Large language models (LLMs) are good at learning from unstructured data. But a lot of the proprietary value that enterprises hold is locked up inside relational databases, spreadsheets, and other structured file types.
Large enterprises have long used knowledge graphs to better understand underlying relationships between data points, but these graphs are difficult to build and maintain, requiring effort on the part of developers, data engineers, and subject matter experts who know what the data actually means.
Knowledge graphs are a layer of connective tissue that sits on top of raw data stores, turning information into contextually meaningful knowledge. So in theory, they’d be a great way to help LLMs understand the meaning of corporate data sets, making it easier and more efficient for companies to find relevant data to embed into queries, and making the LLMs themselves faster and more accurate.
In June 2023, Gartner researchers said, data and analytics leaders must leverage the power of LLMs with the robustness of knowledge graphs for fault-tolerant AI applications. Vendors took the ball and ran with it. The first major announcement was in September 2023 by graph database company NebulaGraph. Their tool, Graph RAG, makes it easier for companies to use knowledge graphs as part of their retrieval augmented generation (RAG) implementations.
RAG is when, instead of just sending a simple question to an LLM, a company adds context to that question, by embedding relevant documents or information from a vector database. Without RAG, LLMs only know what they were trained on. With RAG, companies can add up-to-date information, or information that’s unique to their companies. For example, if an LLM is asked to provide information about a company’s product, manuals for that product and other reference materials would be extremely helpful.
Microsoft announced its GraphRAG project in February then open sourced it in July. Graph database company Neo4j also built an LLM Graph Transformer tool, which it donated to the open source LangChain project in March. In April, this tool was integrated into Google Cloud and Vertex AI as part of Google’s GraphRAG implementation.
Most recently, in early December, Amazon also announced support for GraphRAG with Amazon Neptune Analytics, as part of the Amazon Bedrock Knowledge Bases.
With all this activity, it’s no surprise that in November, Gartner put GraphRAG on its 2024 hype cycle for gen AI, half-way up the slope to the peak of inflated expectations. Gartner says it’ll take GraphRAG two to five years to reach maturity.
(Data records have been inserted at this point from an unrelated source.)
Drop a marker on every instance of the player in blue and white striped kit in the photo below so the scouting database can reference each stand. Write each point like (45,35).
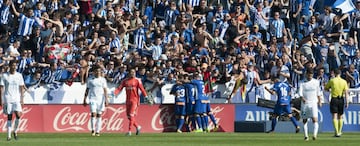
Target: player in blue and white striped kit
(200,103)
(179,91)
(190,102)
(283,91)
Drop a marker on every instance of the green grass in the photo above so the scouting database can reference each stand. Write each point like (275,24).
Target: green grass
(179,139)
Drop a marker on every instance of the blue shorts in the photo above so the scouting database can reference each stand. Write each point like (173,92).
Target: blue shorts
(207,107)
(190,109)
(199,107)
(180,110)
(281,109)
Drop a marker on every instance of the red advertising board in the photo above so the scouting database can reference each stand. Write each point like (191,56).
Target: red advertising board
(76,118)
By comparison, autonomous agents, located just below GraphRAG on the hype cycle, will take five to 10 years.
GraphRAG improves the accuracy, reliability, and explainability of RAG systems, Gartner says but adds that the downside is integrating knowledge graphs with gen AI models can be technically complex and computationally expensive. Not to mention that knowledge graphs by themselves aren’t for the faint of heart.
“I’ve been in the data space for 20 years, and for at least half of it, people have been trying to make knowledge graphs the way to go,” says Matt Aslett, director of research, data, and analytics at ISG Research.
There are some organizations that have invested in the technology, he adds, like large media and publishing companies, or pharmaceutical firms working on drug discovery. Novartis, for example, uses a graph database to link its internal data to an external database of research abstracts. The goal is to link genes, diseases, and compounds in order to accelerate drug discovery.
And Intuit has built its security knowledge platform on a knowledge graph, using knowledge graph vendor Neo4j technology, with 75 million database updates being fed into the graph per hour. But most enterprises aren’t using knowledge graphs, says Aslett. Companies that need to bring data together typically do one-off data integration projects instead.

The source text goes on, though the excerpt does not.